The economic burden of operating without nuclear power and depending heavily on imported fossil fuels has driven Prime Minister Shinzo Abe’s Liberal Democratic Party (LDP) government to push for the resumption of nuclear power generation. His administration views nuclear as an indispensable affordable, low-carbon and secure source of indigenous energy.
Meanwhile, Japanese companies have leapt to secure new sources of LNG from the United States, Canada, Australia, Russia and Eastern Africa that will enter the market in the next five to ten years.
LNG flowing from the U.S. shale gas boom is of particular interest to Japanese and other East Asian buyers, which see U.S. LNG exports as a new cheaper alternative to oil-linked Asian market prices. U.S. LNG prices are linked to the price of domestic U.S. natural gas delivered by Henry Hub, the natural gas pipeline in Louisiana that serves as the official delivery point for natural gas futures sold on the New York Mercantile Exchange (NYMEX).
Based on current Henry Hub prices hovering around US$4 per MMBtu, the potential for price arbitrage is large. After accounting for liquefaction, transmission and shipping costs, companies could make about US$6 per MMBtu exporting U.S. LNG to Asia from the U.S. Gulf Coast, and about US$8 per MMBtu from the West Coast.
U.S. LNG exports to East Asia will likely remain competitive through 2020 while the Henry Hub price remains below US$6 per MMBtu.
The U.S. economy and oil and gas industry stand to benefit tremendously by turning terminals recently built to import LNG into exporting facilities. While LNG exports would slightly increase domestic gas prices for downstream and end users, exports could significantly reduce the U.S. trade deficit and strengthen the dollar in the long term.

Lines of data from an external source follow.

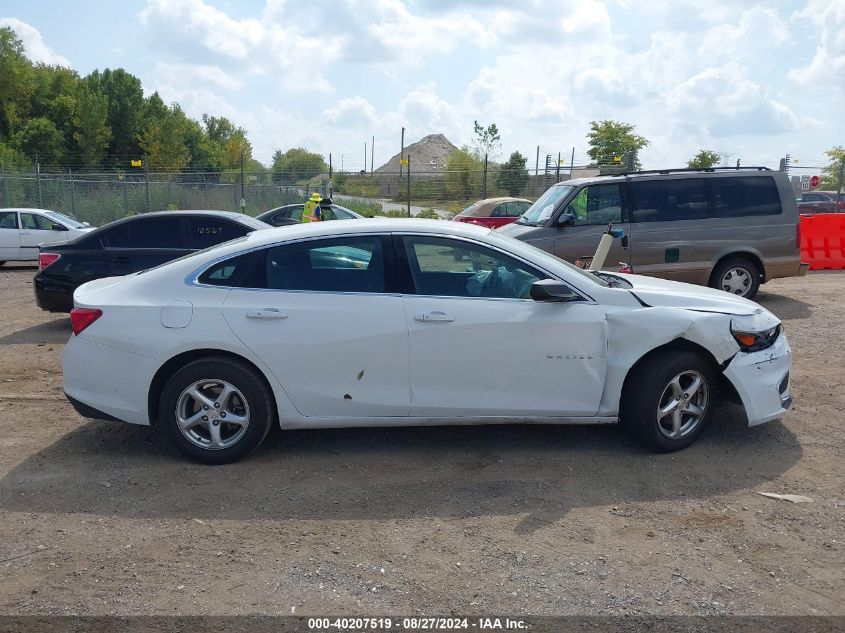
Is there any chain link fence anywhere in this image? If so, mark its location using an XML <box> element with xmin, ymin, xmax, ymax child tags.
<box><xmin>0</xmin><ymin>155</ymin><xmax>814</xmax><ymax>226</ymax></box>
<box><xmin>0</xmin><ymin>165</ymin><xmax>599</xmax><ymax>226</ymax></box>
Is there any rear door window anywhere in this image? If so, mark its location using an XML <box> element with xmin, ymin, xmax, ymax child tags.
<box><xmin>102</xmin><ymin>218</ymin><xmax>187</xmax><ymax>249</ymax></box>
<box><xmin>628</xmin><ymin>178</ymin><xmax>710</xmax><ymax>222</ymax></box>
<box><xmin>711</xmin><ymin>176</ymin><xmax>783</xmax><ymax>218</ymax></box>
<box><xmin>0</xmin><ymin>211</ymin><xmax>18</xmax><ymax>229</ymax></box>
<box><xmin>188</xmin><ymin>218</ymin><xmax>251</xmax><ymax>248</ymax></box>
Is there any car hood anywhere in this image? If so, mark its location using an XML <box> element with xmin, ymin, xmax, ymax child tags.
<box><xmin>496</xmin><ymin>222</ymin><xmax>548</xmax><ymax>242</ymax></box>
<box><xmin>619</xmin><ymin>274</ymin><xmax>763</xmax><ymax>315</ymax></box>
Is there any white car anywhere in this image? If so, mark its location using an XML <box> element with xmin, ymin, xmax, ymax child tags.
<box><xmin>63</xmin><ymin>219</ymin><xmax>791</xmax><ymax>463</ymax></box>
<box><xmin>0</xmin><ymin>209</ymin><xmax>93</xmax><ymax>266</ymax></box>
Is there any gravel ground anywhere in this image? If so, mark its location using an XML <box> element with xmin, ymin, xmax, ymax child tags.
<box><xmin>0</xmin><ymin>265</ymin><xmax>845</xmax><ymax>615</ymax></box>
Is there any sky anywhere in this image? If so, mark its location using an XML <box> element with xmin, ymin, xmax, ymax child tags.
<box><xmin>0</xmin><ymin>0</ymin><xmax>845</xmax><ymax>170</ymax></box>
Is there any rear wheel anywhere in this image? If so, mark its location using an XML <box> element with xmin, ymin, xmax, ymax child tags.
<box><xmin>710</xmin><ymin>257</ymin><xmax>761</xmax><ymax>299</ymax></box>
<box><xmin>620</xmin><ymin>351</ymin><xmax>716</xmax><ymax>452</ymax></box>
<box><xmin>159</xmin><ymin>357</ymin><xmax>274</xmax><ymax>464</ymax></box>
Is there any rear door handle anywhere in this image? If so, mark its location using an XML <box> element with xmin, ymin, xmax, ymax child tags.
<box><xmin>246</xmin><ymin>308</ymin><xmax>288</xmax><ymax>319</ymax></box>
<box><xmin>414</xmin><ymin>311</ymin><xmax>455</xmax><ymax>323</ymax></box>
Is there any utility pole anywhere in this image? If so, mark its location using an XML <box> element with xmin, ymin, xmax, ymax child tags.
<box><xmin>481</xmin><ymin>154</ymin><xmax>487</xmax><ymax>199</ymax></box>
<box><xmin>35</xmin><ymin>154</ymin><xmax>44</xmax><ymax>209</ymax></box>
<box><xmin>241</xmin><ymin>147</ymin><xmax>246</xmax><ymax>213</ymax></box>
<box><xmin>399</xmin><ymin>128</ymin><xmax>411</xmax><ymax>179</ymax></box>
<box><xmin>142</xmin><ymin>154</ymin><xmax>150</xmax><ymax>213</ymax></box>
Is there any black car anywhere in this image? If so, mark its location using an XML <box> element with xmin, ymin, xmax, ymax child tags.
<box><xmin>33</xmin><ymin>211</ymin><xmax>269</xmax><ymax>312</ymax></box>
<box><xmin>255</xmin><ymin>201</ymin><xmax>364</xmax><ymax>226</ymax></box>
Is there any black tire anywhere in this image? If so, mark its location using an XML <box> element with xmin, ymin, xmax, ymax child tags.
<box><xmin>158</xmin><ymin>356</ymin><xmax>275</xmax><ymax>464</ymax></box>
<box><xmin>710</xmin><ymin>257</ymin><xmax>762</xmax><ymax>299</ymax></box>
<box><xmin>619</xmin><ymin>350</ymin><xmax>717</xmax><ymax>453</ymax></box>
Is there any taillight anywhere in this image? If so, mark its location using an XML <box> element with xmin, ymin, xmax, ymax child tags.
<box><xmin>70</xmin><ymin>308</ymin><xmax>103</xmax><ymax>334</ymax></box>
<box><xmin>38</xmin><ymin>253</ymin><xmax>61</xmax><ymax>270</ymax></box>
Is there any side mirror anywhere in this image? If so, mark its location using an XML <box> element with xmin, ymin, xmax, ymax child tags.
<box><xmin>531</xmin><ymin>279</ymin><xmax>581</xmax><ymax>302</ymax></box>
<box><xmin>555</xmin><ymin>213</ymin><xmax>575</xmax><ymax>226</ymax></box>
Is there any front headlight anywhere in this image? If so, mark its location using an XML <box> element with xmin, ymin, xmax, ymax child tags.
<box><xmin>731</xmin><ymin>324</ymin><xmax>780</xmax><ymax>352</ymax></box>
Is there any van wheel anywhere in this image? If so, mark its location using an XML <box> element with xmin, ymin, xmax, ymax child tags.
<box><xmin>710</xmin><ymin>257</ymin><xmax>761</xmax><ymax>299</ymax></box>
<box><xmin>159</xmin><ymin>356</ymin><xmax>275</xmax><ymax>464</ymax></box>
<box><xmin>620</xmin><ymin>351</ymin><xmax>716</xmax><ymax>453</ymax></box>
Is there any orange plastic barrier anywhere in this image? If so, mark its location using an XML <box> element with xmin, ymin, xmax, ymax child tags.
<box><xmin>801</xmin><ymin>213</ymin><xmax>845</xmax><ymax>270</ymax></box>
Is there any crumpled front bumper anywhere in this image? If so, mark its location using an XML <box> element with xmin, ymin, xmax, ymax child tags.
<box><xmin>724</xmin><ymin>332</ymin><xmax>792</xmax><ymax>426</ymax></box>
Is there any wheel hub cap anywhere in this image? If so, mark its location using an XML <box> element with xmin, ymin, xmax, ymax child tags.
<box><xmin>657</xmin><ymin>370</ymin><xmax>710</xmax><ymax>440</ymax></box>
<box><xmin>176</xmin><ymin>379</ymin><xmax>249</xmax><ymax>450</ymax></box>
<box><xmin>721</xmin><ymin>268</ymin><xmax>751</xmax><ymax>296</ymax></box>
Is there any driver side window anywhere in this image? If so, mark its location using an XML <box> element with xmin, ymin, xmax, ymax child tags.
<box><xmin>404</xmin><ymin>236</ymin><xmax>547</xmax><ymax>299</ymax></box>
<box><xmin>564</xmin><ymin>185</ymin><xmax>622</xmax><ymax>226</ymax></box>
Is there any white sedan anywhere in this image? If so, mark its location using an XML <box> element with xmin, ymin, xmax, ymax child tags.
<box><xmin>0</xmin><ymin>209</ymin><xmax>94</xmax><ymax>266</ymax></box>
<box><xmin>63</xmin><ymin>219</ymin><xmax>791</xmax><ymax>463</ymax></box>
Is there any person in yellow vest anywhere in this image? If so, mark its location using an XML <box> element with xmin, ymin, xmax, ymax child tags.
<box><xmin>302</xmin><ymin>193</ymin><xmax>323</xmax><ymax>222</ymax></box>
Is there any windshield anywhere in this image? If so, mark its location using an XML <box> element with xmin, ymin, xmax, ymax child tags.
<box><xmin>458</xmin><ymin>202</ymin><xmax>478</xmax><ymax>217</ymax></box>
<box><xmin>489</xmin><ymin>230</ymin><xmax>611</xmax><ymax>288</ymax></box>
<box><xmin>44</xmin><ymin>211</ymin><xmax>85</xmax><ymax>229</ymax></box>
<box><xmin>516</xmin><ymin>185</ymin><xmax>575</xmax><ymax>226</ymax></box>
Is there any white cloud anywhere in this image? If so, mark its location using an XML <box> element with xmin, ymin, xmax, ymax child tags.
<box><xmin>789</xmin><ymin>0</ymin><xmax>845</xmax><ymax>87</ymax></box>
<box><xmin>129</xmin><ymin>0</ymin><xmax>845</xmax><ymax>166</ymax></box>
<box><xmin>0</xmin><ymin>18</ymin><xmax>71</xmax><ymax>66</ymax></box>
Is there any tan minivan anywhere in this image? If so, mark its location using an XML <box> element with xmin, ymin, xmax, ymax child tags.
<box><xmin>498</xmin><ymin>167</ymin><xmax>807</xmax><ymax>298</ymax></box>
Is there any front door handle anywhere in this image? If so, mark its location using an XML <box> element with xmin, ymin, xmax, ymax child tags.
<box><xmin>414</xmin><ymin>311</ymin><xmax>455</xmax><ymax>323</ymax></box>
<box><xmin>246</xmin><ymin>308</ymin><xmax>288</xmax><ymax>319</ymax></box>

There are currently over two dozen applications awaiting federal approval to build export facilities as companies rush to cash in on the price differential in East Asia and beat out Russian LNG. These include applications to export to countries with which the United States has free trade agreements (FTAs) and non-FTA countries such as Japan and China. The U.S. Department of Energy (DOE) can restrict natural gas exports to non-FTA countries, however, since shipping away these resources might not be in the public interest.
In 2012, Cheniere Energy Inc. received federal approval to construct Sabine Pass, the first major U.S. LNG export terminal. Sabine Pass exports are scheduled to come to market in 2015.
In February, DOE authorized the export of LNG via the Freeport export terminal, a US$10 billion export facility to be built in Texas that will reach commercial operation by 2018.
Japanese utilities Osaka Gas and Chubu Electric have committed to investing US$589 million each for a combined 50 percent equity stake in the first train of Freeport’s liquefaction facility, and agreed to purchase 2.2 million mt/year of U.S. LNG with no restrictions on use or shipping destination, potentially allowing for trading put-call options internationally to enhance supply flexibility.
These Japanese companies are the first to link Freeport LNG to Henry Hub prices.
Beyond 2020, the Asian LNG market will depend primarily upon China’s demand for the chilled gas, which may fall as a result of domestic shale gas development and pipeline supply coming online from Myanmar, Central Asia and potentially Russia’s Far East.
Japan’s decision to re-adopt nuclear has also been met by strong local opposition, with those against nuclear in Japan outnumbering those in favor by about two-to-one, according to recent polls.
Mallory LeeWong is an M.A. Candidate in International Economics at the Johns Hopkins School of Advanced International Studies (SAIS) specializing in East Asian and U.S. energy policy and markets. She has over two years of experience in China, including in the energy and environmental sectors.
The opinions expressed in this article are those of the author, and do not necessarily reflect the views of Asia Briefing Ltd.